Data Science Case Study: Who Can Afford What in Hawaii

Goal

Let’s pretend…

The State of Hawaii is looking to update their aging infrastructure, particularly to help reduce their environmental impact. A potential solution is replacing cesspool systems in favor of sewage systems that are more efficient and reduce waste leakage. In this mock case study, I’m going to evaluate what major barriers might be present from population metrics.

What’s the Situation?*

Hawaii is a unique state, in large part because of it’s segmented geography. The archipelago is composed of 6 main islands (7 or even 8 depending on who you ask) divided into 5 counties. Ranging from the populous urban capital of Honolulu–so influential that the city claims its own self-named county composing the entire island of O’ahu–to the lava and farm fields of the Big Island, it is especially difficult to make equitable, uniform policy decisions across the state.

Recently, the government has been interested in updating waste water infrastructure. Not all of the islands have comprehensive sewage systems. Instead, some local communities rely instead on individual cesspools, in large part because replacing that decades-old infrastructure would be expensive. To that extent, cesspools are used more often in poorer communities. However, sewage systems have lower long-term maintenance costs and are less prone to environmental damages (e.g. leakages).

Knowing that replacing cesspools require both the literal and metaphorical buy-in of the households currently using them, it became a concern that State officials may not fully appreciate the needs and limitations of these communities when making policy decisions.

*Again, this is a mock case study featuring a self-created scenario for the purposes of practicing some data science.

Data, Analysis, and Findings

TLDR Version

There are vast wealth differences between the islands, with even the top earners of the Big Island making less than the state’s median household income.
Maui and the Big Island have many areas that have similar wealth profiles.
The “money-shot” figure:

The Step-by-Step Version

Cleaning Data

Let's load in some census data. This is taken from the 5-Year 2017 American Community Survey via the Census Bureau.

df_data_1 = pd.read_csv(ACS_17_5YR_S1901_with_ann.csv)

From the get-go, we have a lot of variables (131!) and a lot of confusing names (e.g. "HC01_MOE_VC01"?).

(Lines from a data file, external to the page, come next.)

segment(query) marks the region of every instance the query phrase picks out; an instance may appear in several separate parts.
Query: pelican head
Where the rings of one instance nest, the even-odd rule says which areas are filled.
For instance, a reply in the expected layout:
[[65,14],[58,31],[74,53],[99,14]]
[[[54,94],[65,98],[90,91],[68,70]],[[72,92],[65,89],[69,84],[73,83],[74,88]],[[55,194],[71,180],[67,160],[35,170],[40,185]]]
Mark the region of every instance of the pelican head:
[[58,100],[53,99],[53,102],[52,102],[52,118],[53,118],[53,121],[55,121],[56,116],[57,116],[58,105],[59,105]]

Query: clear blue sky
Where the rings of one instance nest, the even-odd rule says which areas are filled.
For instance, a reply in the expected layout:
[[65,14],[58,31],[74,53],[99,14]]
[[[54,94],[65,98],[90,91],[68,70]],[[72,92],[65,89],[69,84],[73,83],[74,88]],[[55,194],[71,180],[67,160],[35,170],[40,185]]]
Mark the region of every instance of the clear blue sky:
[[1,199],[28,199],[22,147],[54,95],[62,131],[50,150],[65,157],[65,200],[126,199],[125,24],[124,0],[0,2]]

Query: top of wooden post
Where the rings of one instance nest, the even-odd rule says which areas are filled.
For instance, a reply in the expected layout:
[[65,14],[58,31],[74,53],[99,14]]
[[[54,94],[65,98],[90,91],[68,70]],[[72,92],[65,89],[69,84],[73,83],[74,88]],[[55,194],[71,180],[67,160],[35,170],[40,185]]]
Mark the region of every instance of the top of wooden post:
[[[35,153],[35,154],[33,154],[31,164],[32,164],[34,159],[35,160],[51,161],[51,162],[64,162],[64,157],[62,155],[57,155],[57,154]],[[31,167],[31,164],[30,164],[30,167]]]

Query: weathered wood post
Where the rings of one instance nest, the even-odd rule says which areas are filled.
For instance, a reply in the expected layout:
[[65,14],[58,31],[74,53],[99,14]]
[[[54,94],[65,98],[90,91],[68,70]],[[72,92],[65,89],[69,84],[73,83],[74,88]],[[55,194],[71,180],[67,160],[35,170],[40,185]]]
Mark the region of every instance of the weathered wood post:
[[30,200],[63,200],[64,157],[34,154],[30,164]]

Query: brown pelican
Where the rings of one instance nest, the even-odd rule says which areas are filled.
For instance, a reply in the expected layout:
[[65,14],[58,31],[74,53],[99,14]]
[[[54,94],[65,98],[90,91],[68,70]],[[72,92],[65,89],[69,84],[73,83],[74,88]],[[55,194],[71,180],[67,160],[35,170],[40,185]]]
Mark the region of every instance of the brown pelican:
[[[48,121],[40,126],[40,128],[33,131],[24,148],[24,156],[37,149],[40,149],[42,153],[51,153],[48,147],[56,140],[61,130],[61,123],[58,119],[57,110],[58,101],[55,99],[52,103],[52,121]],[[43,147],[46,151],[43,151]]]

Let's pull out just the data we want and rename them more sensibly.

##More sensible names
#First, mean household income...
df_data_1.rename(columns={"HC01_EST_VC13": "MHI"}, inplace = True)

#Next, households...
df_data_1.rename(columns={"HC01_EST_VC01": "Total Households"}, inplace = True)
df_data_1.rename(columns={"HC02_EST_VC01": "Family Households"}, inplace = True)
df_data_1.rename(columns={"HC04_EST_VC01": "Nonfamily Households"}, inplace = True)

#Now Geography data...
df_data_1.rename(columns={"GEO.id2": "GeoID"}, inplace = True)
df_data_1.rename(columns={"GEO.display-label": "GeoID Label"}, inplace = True)

##Making a simpler df
df_simple = df_data_1[['GeoID', 'GeoID Label', 'MHI', 'Total Households','Family Households','Nonfamily Households']]

Great, that's more palatable. I pulled out MHI as a metric of socioeconomic status of our given communities. I also included household composition to get at some expedient metric reflecting community composition--i.e. what does that community actually 'look like' roughly, without biting off more than I could chew with fully exploring finer demographics (e.g. race, gender, etc.).

Now, let's take a quick look at whether our primary variable, MHI, has null data we should worry about?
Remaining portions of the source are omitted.